Global condemnation of US decision on settlements is void of action

A view of construction works in Ramot, a Jewish settlement in East Jerusalem on 4 October 2018 [Mostafa Alkharouf/Anadolu Agency]

Ramona Wadi

Middle East Monitor  /  November 21, 2019

In an unsurprising move which exposes the ongoing US commitment to establish new paradigms for Israel in which Palestine is completely eliminated, Secretary of State Mike Pompeo declared Israeli settlements as “not necessarily illegal”. At first glance, this declaration isolates the US and Israel from the rest of the international community, which has consistently maintained rhetorically that Israeli settlements are illegal under international law.

“The hard truth is that there will never be a judicial resolution to the conflict, and arguments about who is right and who is wrong as a matter of international law will not bring peace,” Pompeo asserted.

Global condemnation, while united in its rejection of another unilateral decision by the US, is largely concerned by the threat to international law posed by such a statement. Legally, the US statement does not alter what has been established regarding settlements constituting a violation of international law. The threat, therefore, must be contextualised within the perpetual dispossession which Palestinians face daily, which is also against international law. Yet this has clearly not bothered the international community enough to pontificate about – possibly because dispossession has been relegated solely to the dynamics governing humanitarian aid.

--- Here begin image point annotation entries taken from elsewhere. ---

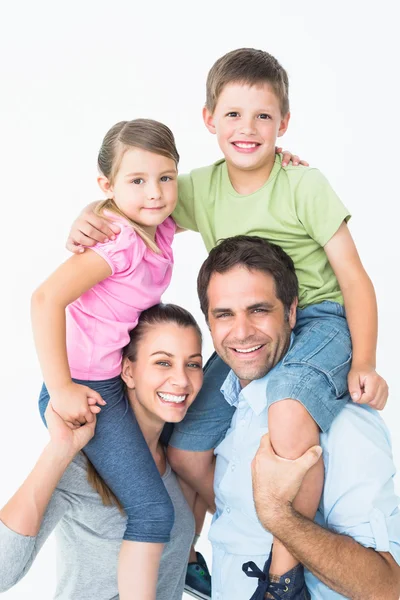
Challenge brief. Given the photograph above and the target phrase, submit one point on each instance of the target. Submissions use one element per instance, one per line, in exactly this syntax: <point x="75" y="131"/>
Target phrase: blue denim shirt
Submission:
<point x="358" y="498"/>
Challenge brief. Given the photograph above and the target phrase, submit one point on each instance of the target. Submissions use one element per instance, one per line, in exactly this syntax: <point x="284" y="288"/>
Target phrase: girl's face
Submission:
<point x="167" y="375"/>
<point x="145" y="187"/>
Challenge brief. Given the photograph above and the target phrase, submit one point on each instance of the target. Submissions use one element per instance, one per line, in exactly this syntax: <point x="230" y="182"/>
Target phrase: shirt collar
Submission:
<point x="255" y="393"/>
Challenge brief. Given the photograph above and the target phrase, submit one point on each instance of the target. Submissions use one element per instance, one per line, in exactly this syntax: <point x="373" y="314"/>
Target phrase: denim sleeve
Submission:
<point x="359" y="498"/>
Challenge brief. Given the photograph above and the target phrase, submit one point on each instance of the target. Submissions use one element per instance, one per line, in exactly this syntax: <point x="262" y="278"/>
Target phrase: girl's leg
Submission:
<point x="122" y="458"/>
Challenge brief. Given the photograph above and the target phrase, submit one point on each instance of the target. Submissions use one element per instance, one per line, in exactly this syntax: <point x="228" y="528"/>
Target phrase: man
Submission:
<point x="352" y="550"/>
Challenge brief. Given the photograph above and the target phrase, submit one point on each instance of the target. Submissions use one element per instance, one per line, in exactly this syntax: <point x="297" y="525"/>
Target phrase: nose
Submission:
<point x="247" y="126"/>
<point x="179" y="378"/>
<point x="242" y="328"/>
<point x="153" y="191"/>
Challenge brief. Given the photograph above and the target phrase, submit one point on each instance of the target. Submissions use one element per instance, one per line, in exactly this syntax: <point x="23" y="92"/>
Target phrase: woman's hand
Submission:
<point x="76" y="404"/>
<point x="89" y="229"/>
<point x="65" y="441"/>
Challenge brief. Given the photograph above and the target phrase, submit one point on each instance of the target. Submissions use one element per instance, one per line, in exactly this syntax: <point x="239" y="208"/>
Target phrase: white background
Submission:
<point x="71" y="70"/>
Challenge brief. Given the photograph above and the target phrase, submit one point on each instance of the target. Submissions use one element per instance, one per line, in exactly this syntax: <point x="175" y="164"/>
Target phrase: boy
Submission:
<point x="251" y="192"/>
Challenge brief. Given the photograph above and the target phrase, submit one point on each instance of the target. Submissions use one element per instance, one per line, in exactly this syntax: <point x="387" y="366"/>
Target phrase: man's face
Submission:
<point x="247" y="322"/>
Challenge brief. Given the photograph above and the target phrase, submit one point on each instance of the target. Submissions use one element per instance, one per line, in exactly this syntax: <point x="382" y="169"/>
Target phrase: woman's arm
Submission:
<point x="77" y="275"/>
<point x="365" y="385"/>
<point x="31" y="514"/>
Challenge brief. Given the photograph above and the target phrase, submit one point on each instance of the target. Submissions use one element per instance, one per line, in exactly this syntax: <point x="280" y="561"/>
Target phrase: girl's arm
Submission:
<point x="32" y="513"/>
<point x="365" y="385"/>
<point x="77" y="275"/>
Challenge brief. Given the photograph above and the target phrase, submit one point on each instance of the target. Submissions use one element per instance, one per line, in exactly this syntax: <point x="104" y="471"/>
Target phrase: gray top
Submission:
<point x="89" y="536"/>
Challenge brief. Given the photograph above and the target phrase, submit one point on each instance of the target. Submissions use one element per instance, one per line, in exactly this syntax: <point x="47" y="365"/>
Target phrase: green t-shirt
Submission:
<point x="296" y="209"/>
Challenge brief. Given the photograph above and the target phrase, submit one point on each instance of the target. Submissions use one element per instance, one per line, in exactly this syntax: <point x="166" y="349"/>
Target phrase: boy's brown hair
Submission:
<point x="251" y="67"/>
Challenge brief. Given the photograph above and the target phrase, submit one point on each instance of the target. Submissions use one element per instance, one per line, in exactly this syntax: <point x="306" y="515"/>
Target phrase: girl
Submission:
<point x="163" y="357"/>
<point x="82" y="316"/>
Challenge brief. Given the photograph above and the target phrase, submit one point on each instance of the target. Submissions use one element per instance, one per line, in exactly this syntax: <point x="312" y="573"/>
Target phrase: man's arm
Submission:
<point x="337" y="560"/>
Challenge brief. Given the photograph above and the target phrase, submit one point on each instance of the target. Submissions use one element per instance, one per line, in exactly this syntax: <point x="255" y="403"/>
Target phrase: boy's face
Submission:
<point x="247" y="121"/>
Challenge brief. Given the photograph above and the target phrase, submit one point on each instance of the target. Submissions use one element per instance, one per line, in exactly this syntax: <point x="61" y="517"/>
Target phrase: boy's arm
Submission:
<point x="365" y="385"/>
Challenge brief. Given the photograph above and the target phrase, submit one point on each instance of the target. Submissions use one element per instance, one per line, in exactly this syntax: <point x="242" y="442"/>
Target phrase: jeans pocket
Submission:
<point x="325" y="347"/>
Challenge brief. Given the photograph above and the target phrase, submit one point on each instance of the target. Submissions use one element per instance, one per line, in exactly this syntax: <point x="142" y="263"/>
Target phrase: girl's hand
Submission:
<point x="89" y="229"/>
<point x="367" y="387"/>
<point x="288" y="157"/>
<point x="76" y="404"/>
<point x="65" y="441"/>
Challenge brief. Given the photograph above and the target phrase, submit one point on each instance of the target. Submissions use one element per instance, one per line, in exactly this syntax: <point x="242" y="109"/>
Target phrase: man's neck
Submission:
<point x="247" y="182"/>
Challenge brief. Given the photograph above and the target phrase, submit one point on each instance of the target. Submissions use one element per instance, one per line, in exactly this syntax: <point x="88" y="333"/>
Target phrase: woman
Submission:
<point x="162" y="371"/>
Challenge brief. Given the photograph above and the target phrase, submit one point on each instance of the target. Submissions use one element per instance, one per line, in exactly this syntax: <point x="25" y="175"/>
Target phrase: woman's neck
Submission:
<point x="150" y="425"/>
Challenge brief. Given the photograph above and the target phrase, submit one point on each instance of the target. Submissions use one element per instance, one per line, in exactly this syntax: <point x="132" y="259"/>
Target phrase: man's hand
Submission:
<point x="89" y="229"/>
<point x="367" y="387"/>
<point x="276" y="480"/>
<point x="67" y="442"/>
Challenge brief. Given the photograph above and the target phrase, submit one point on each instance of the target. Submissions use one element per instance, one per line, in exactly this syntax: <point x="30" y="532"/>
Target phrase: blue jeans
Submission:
<point x="122" y="458"/>
<point x="314" y="372"/>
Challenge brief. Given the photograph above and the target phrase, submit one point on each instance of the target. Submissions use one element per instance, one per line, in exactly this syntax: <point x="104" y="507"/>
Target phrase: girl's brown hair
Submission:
<point x="140" y="133"/>
<point x="156" y="315"/>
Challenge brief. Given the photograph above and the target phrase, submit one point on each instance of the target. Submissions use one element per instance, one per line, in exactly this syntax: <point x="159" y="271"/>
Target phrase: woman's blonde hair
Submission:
<point x="140" y="133"/>
<point x="155" y="315"/>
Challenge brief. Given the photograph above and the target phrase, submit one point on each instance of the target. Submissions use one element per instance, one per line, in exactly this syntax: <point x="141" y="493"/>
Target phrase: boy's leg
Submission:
<point x="292" y="432"/>
<point x="305" y="394"/>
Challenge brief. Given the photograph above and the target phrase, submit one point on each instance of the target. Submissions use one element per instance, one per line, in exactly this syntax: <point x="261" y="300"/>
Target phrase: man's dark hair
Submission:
<point x="255" y="254"/>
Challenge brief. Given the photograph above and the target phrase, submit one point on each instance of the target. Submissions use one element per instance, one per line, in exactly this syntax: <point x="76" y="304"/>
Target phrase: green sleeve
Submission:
<point x="184" y="213"/>
<point x="318" y="207"/>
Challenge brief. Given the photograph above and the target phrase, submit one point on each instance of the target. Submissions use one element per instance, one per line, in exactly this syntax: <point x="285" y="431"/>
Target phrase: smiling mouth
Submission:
<point x="247" y="351"/>
<point x="172" y="398"/>
<point x="246" y="145"/>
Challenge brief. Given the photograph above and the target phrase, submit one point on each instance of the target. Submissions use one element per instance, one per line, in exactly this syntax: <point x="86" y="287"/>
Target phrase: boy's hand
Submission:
<point x="367" y="387"/>
<point x="89" y="229"/>
<point x="76" y="404"/>
<point x="288" y="157"/>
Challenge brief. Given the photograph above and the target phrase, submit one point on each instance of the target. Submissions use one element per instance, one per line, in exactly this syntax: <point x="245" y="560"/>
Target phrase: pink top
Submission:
<point x="99" y="322"/>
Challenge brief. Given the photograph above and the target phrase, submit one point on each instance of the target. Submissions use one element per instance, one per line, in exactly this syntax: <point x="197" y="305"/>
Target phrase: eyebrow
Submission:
<point x="171" y="355"/>
<point x="266" y="305"/>
<point x="160" y="174"/>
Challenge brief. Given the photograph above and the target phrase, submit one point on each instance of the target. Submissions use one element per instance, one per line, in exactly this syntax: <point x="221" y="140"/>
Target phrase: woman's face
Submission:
<point x="167" y="375"/>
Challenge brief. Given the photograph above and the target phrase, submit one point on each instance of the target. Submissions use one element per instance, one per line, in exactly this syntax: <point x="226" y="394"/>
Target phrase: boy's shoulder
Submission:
<point x="208" y="170"/>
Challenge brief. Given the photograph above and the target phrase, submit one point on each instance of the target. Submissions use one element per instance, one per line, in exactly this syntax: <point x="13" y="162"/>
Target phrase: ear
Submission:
<point x="127" y="374"/>
<point x="284" y="124"/>
<point x="105" y="186"/>
<point x="293" y="313"/>
<point x="209" y="120"/>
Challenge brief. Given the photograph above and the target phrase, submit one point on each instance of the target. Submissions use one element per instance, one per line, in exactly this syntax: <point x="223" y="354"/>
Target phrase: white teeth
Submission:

Palestinian Authority spokesman Nabil Abu Rudeinah pointed out that “the US administration is not qualified or authorised to cancel the resolutions of international legitimacy, and does not have the right to give any legitimacy to the Israeli settlements.”

This is perhaps one of the few instances where the US is facing verbal opposition from the rest of the international community over its actions. However, a look at the statements also indicates the reluctance to directly emphasise Israel’s culpability and the international collusion that propped a colonial power in Palestine. The two-state paradigm is obsolete and Israeli colonialism has been normalised by the same international community which has temporarily united to oppose the US decision until the hype dies down, as it eventually will.

The harm such a decision poses to the Palestinian people, however, will reap severe repercussions. By declaring the settlements legal, the US is openly disseminated Israel’s narrative and promoting the elimination of Palestinians. Normalising the colonial state and its settler population has been a global effort – the latest unilateral decision by the US builds upon the previous violations allowed by the international community. For as long as there is a piece of legislation to quote when violations occur, the international community considers its duty accomplished.

In reality, the statements have not differed much from the responses whenever Israel announced the approval of further settlement expansion. It is not just Israel that has rendered international law inadequate in addressing violation; lack of action from the international community is also to blame for the current political escalation in Israel’s favour.

The intermittent posturing – always to protect the international consensus regarding the two-state compromise rather than enabling Palestinians towards their political rights – stands in contrast to Israel’s constant mobilisation that promotes its security narrative and which cannot be dissociated from the current US-Israeli hyperbole on settlements and alleged peace. Pompeo’s statement is not without precedents in terms of normalising Israel as a state void of colonialism. How will the international community now proceed to halt the elimination of Palestinians and their rights?

Ramona Wadi is an independent researcher, freelance journalist, book reviewer and blogger. Her writing covers a range of themes in relation to Palestine, Chile and Latin America.